The UN drug policy debate is more polarised than ever. In recognition of the failure and harms of prohibition, some jurisdictions have moved to legally regulate cannabis for adult recreational use – notably Canada’s policy came into force just last week. Yet at the same time, destructive approaches like that taken by President Duterte of the Philippines have led to some 27,000 extrajudicial killings in just two years.
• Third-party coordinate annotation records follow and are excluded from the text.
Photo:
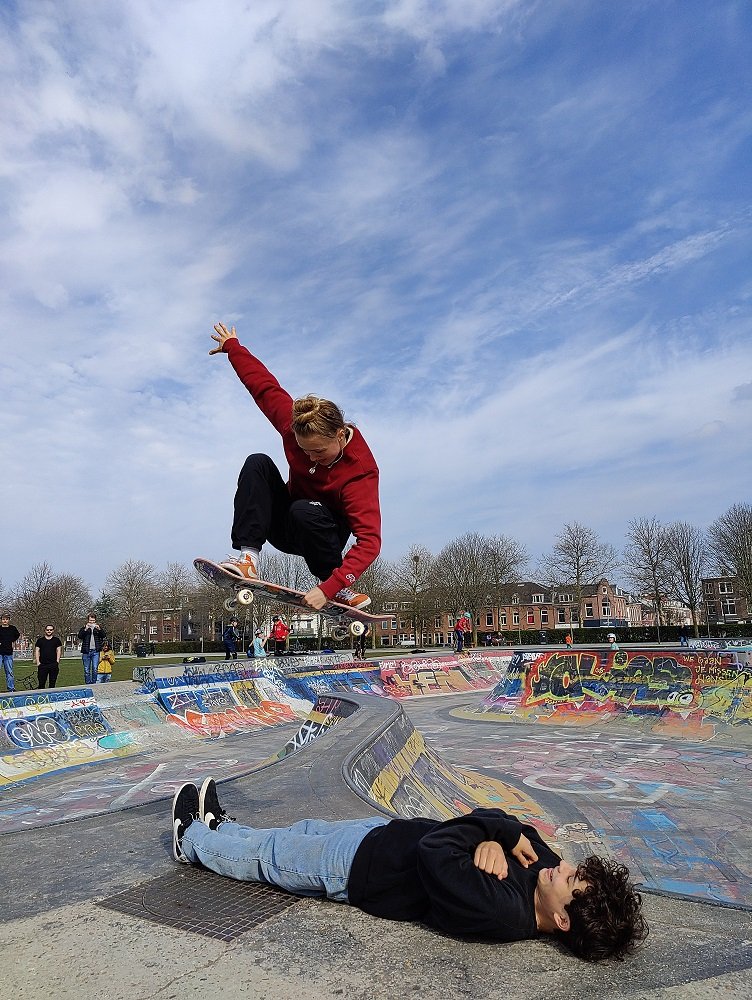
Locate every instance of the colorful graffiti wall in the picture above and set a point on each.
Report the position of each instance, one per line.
(52, 731)
(693, 693)
(400, 678)
(214, 702)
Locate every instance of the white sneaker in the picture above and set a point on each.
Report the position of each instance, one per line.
(350, 597)
(243, 566)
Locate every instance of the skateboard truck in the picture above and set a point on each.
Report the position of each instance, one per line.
(244, 597)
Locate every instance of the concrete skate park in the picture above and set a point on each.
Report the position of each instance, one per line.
(642, 754)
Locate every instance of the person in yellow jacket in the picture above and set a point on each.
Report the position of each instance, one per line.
(106, 663)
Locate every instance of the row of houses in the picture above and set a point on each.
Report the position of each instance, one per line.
(526, 606)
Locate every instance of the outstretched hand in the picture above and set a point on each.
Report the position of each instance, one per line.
(489, 857)
(524, 852)
(223, 336)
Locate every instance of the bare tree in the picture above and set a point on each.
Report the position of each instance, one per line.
(505, 561)
(106, 611)
(31, 600)
(646, 561)
(578, 559)
(411, 582)
(730, 546)
(463, 580)
(70, 601)
(377, 583)
(687, 556)
(133, 588)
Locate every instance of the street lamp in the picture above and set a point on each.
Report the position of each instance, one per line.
(416, 561)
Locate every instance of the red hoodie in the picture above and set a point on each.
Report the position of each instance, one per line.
(350, 489)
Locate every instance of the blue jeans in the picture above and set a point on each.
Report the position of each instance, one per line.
(91, 662)
(309, 858)
(10, 681)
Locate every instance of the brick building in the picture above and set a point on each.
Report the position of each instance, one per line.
(723, 603)
(525, 606)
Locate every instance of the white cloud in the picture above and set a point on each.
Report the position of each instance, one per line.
(492, 234)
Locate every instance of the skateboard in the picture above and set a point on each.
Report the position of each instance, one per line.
(346, 619)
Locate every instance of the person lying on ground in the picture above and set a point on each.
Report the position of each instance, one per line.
(482, 875)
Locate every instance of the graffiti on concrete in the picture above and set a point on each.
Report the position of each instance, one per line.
(400, 772)
(53, 730)
(326, 713)
(689, 693)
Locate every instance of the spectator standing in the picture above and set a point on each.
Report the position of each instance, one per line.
(106, 663)
(461, 626)
(47, 651)
(230, 640)
(91, 636)
(259, 645)
(360, 644)
(8, 635)
(280, 632)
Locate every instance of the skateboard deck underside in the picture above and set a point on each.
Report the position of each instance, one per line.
(284, 595)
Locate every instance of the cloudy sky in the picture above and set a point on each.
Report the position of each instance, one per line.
(512, 239)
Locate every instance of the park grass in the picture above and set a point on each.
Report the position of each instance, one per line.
(72, 669)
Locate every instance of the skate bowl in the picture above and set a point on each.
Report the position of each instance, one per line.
(696, 694)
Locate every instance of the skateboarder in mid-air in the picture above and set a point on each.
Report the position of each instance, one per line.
(483, 875)
(332, 490)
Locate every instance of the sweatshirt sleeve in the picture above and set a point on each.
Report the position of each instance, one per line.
(361, 504)
(273, 401)
(463, 899)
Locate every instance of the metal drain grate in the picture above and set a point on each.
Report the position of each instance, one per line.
(202, 902)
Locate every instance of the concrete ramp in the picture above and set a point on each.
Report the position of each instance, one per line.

The difference is that while Canada’s policy does go beyond the limits of the UN drug control treaties, it does not violate basic human rights, while repressive approaches – ranging from the denial of harm reduction services and the use of forced rehabilitation, forced eradication of crops, the death penalty and unlawful killings – are serious violations of international human rights law. 

Next March, we hope that governments will acknowledge the disastrous human rights impacts of the last decade (and beyond) and openly admit that there is no progress to speak of towards eliminating the global drug market. It is time to move away from damaging ‘drug-free’ goals and failed repressive policies, and to define meaningful targets based on ensuring health, human rights, human development and peace and security.

Anything less would be a gross dereliction of duty and a recipe for more blood spilled in the name of drug control.